今朝も朝早くからAKBの前田さんが卒業ってどのテレビ局も大騒ぎ。
オッサンには関係ないから黙ってろよ、といわれればその通りなんで黙っててもいいんだが、この完全に社会現象としてどっしり座り込んでしまったAKB、前田さんという記号はなんなんだろう。

好きだ、嫌いだに文句を言うつもりはないんで、そのように読んでくださいな。

初めて前田さんが14歳からAKBで活動していたことを知りました。7年ですか。
「AKBが私の青春でした」という内容のことを泣きながら話していらしたが、21歳でしょ。あとからそういう時期もあったとご自身も思われるのかもしれないが、いくらなんでもこれで青春が終わったということはないだろう。言葉の綾だったんだとは思うけど。

AKBは社会的現象としてみれば記号として機能しているグループであるが、当然その中で活動している女性たちには毎日がリアリティ溢れるもので、踊りにも歌にも総選挙にもじゃんけんにも必死で力を注いでいるわけである。
しかし、本人たちも芸能の世界を長く見ているわけであるから、いずれこの現象は消費されていくことはわかっているだろう。それでも「今」を生きる彼女たちは、生き抜くしかない。

前田さんは理由は何回説明されてもよくわからないが、21歳で「卒業」という選択をされた。
アイドルという極めて日本的なポジションから離脱を決意した、ということになりますね。
日本的というのは悪く取らないでいただきたいんだが、飛びぬけて歌も踊りもうまくないけれど、需要をうまく作り出すことによって、トップスターに上り詰めて行く方々という意味で話を進めている。
水着でポーズをとる女性のことをではありません。

もともとアイドルという言葉は偶像から来ている。
共同幻想が作り上げる崇拝される人というところであろうか。

美空ひばりもアイドルであった。
ただ、美空ひばりの場合は驚嘆すべき歌の才能、映画で人を魅了するすべを完璧に身につけていた。
AKBの創造主である秋元氏は作詞家としてはある意味頂点とも言っていい美空ひばりの「川の流れのように」を書いている。美空ひばりが亡くなる前年に作られた曲である。芸能の全てを知り尽くした大スターにあたかも捧げるように書かれたものと、現在AKBが歌う歌詞が重ならない。
器用な人なんだという納得の仕方もあるのだろうが、私には秋元氏の底が見えない。
美空ひばりの最後の大ヒット曲を書いたことで、「今」求められるアイドルを模索したのだろうか。

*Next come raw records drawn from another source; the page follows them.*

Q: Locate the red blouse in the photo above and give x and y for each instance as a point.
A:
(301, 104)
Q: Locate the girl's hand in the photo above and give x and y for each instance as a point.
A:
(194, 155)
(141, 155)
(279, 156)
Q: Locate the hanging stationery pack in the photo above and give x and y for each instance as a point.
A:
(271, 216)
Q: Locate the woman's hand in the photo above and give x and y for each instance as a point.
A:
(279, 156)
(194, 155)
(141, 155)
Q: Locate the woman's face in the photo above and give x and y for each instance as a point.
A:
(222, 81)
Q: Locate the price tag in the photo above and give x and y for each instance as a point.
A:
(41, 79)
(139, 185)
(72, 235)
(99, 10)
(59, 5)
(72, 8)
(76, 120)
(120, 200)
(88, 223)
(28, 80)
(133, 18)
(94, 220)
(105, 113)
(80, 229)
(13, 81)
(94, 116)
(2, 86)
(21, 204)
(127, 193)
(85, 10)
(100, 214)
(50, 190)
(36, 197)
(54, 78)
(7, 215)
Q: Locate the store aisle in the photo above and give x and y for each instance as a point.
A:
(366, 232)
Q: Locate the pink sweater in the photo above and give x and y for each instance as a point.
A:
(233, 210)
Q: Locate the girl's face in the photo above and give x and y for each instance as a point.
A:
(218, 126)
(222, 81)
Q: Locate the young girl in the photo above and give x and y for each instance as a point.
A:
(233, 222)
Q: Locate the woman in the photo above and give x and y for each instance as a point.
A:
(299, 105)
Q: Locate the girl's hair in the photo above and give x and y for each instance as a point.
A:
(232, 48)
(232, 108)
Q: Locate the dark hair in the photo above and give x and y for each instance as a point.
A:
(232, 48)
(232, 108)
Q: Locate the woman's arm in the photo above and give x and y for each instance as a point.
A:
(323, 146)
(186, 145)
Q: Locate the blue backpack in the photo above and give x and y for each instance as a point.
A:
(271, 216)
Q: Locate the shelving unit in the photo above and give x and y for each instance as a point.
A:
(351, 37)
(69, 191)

前田さんに絶叫する何十万人の人がいても私にはその場に立つ前田敦子から美空ひばりが持っていたカリスマ性は感じられない。これは私がオッサンだからではない。人の前に立ち一言話しただけでファンでなくてもそこにいる人間全員を圧倒してしまうような存在感が美空ひばりにはあった。

川は流れ、同じ水に見えても常に変化している。
カリスマ性を持つアイドルは必要なくなると秋元氏には見えていたのだろうか。

客が数人しか入らないこともあった秋葉原の小さな劇場から武道館という会場を熱狂的なファンで埋め尽くす成功譚には確かにモノガタリがしっかりと塗りこまれており、ファンもメンバーもそのモノガタリに酔いしれ、笑い、泣き、感動するのだが、そのモノガタリはカリスマを必要としていない。あるいはカリスマを排除する仕組みができている。

カリスマ必要論を語っているのではない。
秋元氏は今の日本を見ながらカリスマは求められていないことに気がついたのではないか、ということを推論しているだけである。

無理やり政治状況と結び付けようという気もない。ただ、現状も今の日本人が選んだものであるということだ。

「秋元氏は何がしたくてAKBをやっているんだろう」と聞くと「アイドルが大好きなんですよ」という答えが返ってきた。求めていた答えとはずれているんだが、「なるほどその通りかも」と深く納得させられる答えでもあった。
「日本を元気にしたいんですよ」と言われたら、逆に怖くなったような気がする。

インドのゴアではマリア像がいたる所に立っている。ヨーロッパのカソリックの国より多いような気がした。マリア像もひとつのアイドルである。